All that said, you really have to prepare yourself for a soul crushing ride. You are left feeling that happiness, in any form, is at best a setup to more cruelty, and that you have been pre-fucked by every generation before you, while failing to summon the strength or resources to unfuck the future even a little.

Like anything I’ve suggested by Peter Watts, read this one when you think your feeling too good about yourself and the world.

Evolution isn’t like that people!

July 22nd, 2009

Ok. So, there’s this TED talk about artificial brains.

First off, whenever you hear something is 10 years away, it usually stays 10 years away for a very long time. I’m not saying it can’t be done, because it really should be less than 10 years away, but that’s not what I’m hear to talk about.

Oh no. No. There’s this nugget in there that stopped me cold.

“It’s a new brain,” he explained. “The mammals needed it because they had to cope with parenthood, social interactions complex cognitive functions.

“It was so successful an evolution from mouse to man it expanded about a thousand fold in terms of the numbers of units to produce this almost frightening organ.”

I swear they don’t teach people anything. I am thankful, and spiteful, every day for my general love of reading and thinking. Check this out. Do you really think that something evolves because a species needed it? Really? Stab yourself in the eye. There might be follow up questions, so you might want to take a time out to do research.

Evolution has no goals. Strictly speaking evolution doesn’t exist, just like you can’t say (though many do) that time exists. They’re both logical constructions that we use as intellectual tools. Both are frameworks to hang observations on so we can correlate this shit in a half-orderly manner and look for possible causal relations.

Evolution is easy. You have a number of critters. They breed, and over time have a variety of different traits. If a trait inhibits mating it dies out pretty rapidly, along with any other unique traits those individual may have had. Duh. If a trait increases the chance of mating then it succeeds and is, obviously, passed on.
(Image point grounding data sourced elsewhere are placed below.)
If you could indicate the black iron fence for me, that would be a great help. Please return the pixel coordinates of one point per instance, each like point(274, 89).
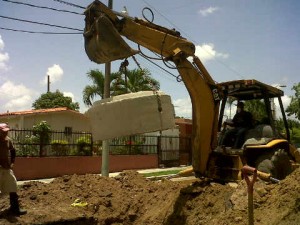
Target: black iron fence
point(61, 143)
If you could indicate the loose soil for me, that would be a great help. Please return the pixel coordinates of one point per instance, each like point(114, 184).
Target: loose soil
point(134, 200)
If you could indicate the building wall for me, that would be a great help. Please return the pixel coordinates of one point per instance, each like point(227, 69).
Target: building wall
point(29, 168)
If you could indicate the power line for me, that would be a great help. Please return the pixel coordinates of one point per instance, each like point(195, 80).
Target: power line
point(68, 3)
point(41, 7)
point(45, 24)
point(35, 32)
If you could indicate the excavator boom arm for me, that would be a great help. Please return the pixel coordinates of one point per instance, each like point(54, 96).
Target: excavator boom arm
point(103, 43)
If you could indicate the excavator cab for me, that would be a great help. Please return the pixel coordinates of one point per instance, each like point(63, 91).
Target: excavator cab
point(264, 146)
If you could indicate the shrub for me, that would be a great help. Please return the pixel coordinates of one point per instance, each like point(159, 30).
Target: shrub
point(84, 145)
point(60, 147)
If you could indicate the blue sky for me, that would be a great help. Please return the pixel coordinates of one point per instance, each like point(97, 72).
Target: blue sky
point(234, 39)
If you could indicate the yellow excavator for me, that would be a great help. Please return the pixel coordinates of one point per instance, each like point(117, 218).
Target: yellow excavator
point(104, 29)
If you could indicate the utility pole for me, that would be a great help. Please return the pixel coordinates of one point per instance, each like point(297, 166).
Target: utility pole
point(105, 143)
point(48, 83)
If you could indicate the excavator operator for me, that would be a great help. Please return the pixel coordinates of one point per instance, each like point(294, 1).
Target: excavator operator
point(241, 123)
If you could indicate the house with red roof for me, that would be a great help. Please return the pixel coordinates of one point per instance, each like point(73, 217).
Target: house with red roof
point(61, 119)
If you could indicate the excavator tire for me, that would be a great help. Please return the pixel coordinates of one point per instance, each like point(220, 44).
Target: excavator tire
point(277, 164)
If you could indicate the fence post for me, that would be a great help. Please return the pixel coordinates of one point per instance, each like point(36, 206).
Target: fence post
point(159, 150)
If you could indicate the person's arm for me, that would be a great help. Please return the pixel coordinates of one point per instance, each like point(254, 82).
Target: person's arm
point(12, 154)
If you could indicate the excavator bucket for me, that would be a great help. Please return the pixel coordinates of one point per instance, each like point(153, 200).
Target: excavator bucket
point(103, 42)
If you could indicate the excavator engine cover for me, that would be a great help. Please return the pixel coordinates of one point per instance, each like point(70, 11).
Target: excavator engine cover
point(103, 43)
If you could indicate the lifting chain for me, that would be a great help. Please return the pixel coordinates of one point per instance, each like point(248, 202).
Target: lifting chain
point(123, 68)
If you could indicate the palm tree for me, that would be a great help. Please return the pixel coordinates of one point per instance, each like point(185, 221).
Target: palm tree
point(133, 81)
point(97, 88)
point(130, 81)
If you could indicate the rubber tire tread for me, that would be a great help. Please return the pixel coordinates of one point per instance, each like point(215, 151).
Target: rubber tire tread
point(277, 164)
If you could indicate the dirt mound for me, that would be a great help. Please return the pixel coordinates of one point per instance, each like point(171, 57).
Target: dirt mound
point(131, 199)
If a great big stress comes along, like a large shift in what makes up the air, then you see a large paring down of the gene pool to just those individuals with traits that allow them to breed in spite of the stressed environment. Obviously the second phase of “success” is that the new generation is able to live long enough to breed.
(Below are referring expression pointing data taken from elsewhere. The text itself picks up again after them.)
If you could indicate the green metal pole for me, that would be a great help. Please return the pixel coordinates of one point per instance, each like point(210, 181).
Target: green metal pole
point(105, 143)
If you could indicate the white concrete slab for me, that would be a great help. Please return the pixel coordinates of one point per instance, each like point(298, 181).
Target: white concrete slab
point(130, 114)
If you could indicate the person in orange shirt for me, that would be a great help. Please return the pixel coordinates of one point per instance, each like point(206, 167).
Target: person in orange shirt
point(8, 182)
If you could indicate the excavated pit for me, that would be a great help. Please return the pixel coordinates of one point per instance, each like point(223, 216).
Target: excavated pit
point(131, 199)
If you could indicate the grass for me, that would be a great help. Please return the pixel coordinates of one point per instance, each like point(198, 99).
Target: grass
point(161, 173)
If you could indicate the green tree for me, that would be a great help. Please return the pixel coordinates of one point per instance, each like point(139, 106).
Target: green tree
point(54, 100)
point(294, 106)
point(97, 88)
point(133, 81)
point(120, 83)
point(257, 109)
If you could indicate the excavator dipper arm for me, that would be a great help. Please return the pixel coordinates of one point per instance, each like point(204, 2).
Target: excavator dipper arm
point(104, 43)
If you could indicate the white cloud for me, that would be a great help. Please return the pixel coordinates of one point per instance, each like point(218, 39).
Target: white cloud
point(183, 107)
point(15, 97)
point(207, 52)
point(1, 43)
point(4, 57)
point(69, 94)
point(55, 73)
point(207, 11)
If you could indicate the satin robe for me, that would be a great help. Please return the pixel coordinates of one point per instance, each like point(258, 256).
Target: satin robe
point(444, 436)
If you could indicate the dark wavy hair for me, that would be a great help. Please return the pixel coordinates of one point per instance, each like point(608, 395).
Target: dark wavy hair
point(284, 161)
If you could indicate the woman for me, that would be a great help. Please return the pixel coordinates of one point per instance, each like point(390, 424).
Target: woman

All those complex behaviors, and ability to think new things, came about because of the increased processing ability, not the other way around.

The second statement seems dubious to me, but I can’t deny it outright since it’s not like I’ve done any research on it. Still, without a lot of mutation, and pressures that make those mutated individuals more likely to breed than others, there’s no reason to assume a trait is continuing to expand. Again, there is no motive force to this stuff, it’s just physical principle.
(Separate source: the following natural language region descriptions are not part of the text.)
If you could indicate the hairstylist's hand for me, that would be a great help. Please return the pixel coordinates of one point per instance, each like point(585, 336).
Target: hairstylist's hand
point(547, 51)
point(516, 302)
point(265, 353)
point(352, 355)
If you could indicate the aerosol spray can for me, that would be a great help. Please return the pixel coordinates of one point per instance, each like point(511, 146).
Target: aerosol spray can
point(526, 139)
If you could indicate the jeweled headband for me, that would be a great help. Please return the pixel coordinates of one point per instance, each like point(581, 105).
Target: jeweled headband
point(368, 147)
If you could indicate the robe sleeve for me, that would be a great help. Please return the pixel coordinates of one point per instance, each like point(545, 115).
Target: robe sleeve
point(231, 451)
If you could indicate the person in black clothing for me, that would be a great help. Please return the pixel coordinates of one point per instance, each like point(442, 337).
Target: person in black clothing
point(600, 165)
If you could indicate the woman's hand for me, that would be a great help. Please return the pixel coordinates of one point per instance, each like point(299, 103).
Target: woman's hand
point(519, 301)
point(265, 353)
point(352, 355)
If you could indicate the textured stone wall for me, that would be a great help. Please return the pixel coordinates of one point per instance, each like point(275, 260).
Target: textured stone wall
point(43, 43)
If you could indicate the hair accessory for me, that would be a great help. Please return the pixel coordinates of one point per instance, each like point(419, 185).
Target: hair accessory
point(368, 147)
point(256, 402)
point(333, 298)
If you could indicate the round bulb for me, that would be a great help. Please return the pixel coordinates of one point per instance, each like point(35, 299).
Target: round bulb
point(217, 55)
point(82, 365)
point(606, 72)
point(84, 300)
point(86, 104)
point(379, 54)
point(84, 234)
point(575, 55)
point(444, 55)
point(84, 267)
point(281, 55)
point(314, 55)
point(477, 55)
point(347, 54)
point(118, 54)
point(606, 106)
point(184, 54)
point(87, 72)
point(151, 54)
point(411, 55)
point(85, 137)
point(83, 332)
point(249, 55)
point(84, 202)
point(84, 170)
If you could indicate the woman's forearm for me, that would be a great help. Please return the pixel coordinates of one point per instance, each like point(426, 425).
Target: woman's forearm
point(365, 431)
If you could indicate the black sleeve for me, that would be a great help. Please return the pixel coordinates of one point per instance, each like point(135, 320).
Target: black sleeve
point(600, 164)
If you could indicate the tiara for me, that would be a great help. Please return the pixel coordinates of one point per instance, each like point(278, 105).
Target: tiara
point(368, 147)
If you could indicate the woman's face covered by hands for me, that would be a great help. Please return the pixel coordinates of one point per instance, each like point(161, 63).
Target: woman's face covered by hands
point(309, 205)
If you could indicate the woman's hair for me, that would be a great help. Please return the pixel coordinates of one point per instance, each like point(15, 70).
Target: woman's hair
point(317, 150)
Saga of the Seven Suns by Kevin J Anderson

July 20th, 2009

So yeah, this series of books is all wrapped up now. It was fun, had some neat ideas, and was thoroughly enjoyable, but there’s just something about it that doesn’t make it stand out in my mind.

Don’t get me wrong, it’s quite worth reading, unlike, say, certain books written with Brian Herbert. I think the biggest hindrance to the story hanging with me is it all felt a bit too much like television. I can’t really find the right way to describe it. I suppose one of the biggest similarities is that it really seemed like we could have wrapped some of these points up well before we did, know what I mean?

The Ildirans kept whining about how stagnant they were, then someone would throw out something at least a little innovative, but it would either go nowhere or they’d die, horribly. The Roamers were like MacGuyver clones, and never ever failed. It all just came off as a bit too static.

Anyway. Onward.

The Hangover (2009)

July 5th, 2009

I didn’t have any real expectations going into this, just fyi, but I found it to be fun, and funny, but ultimately forgettable.

That’s kind of all I can think to say about it.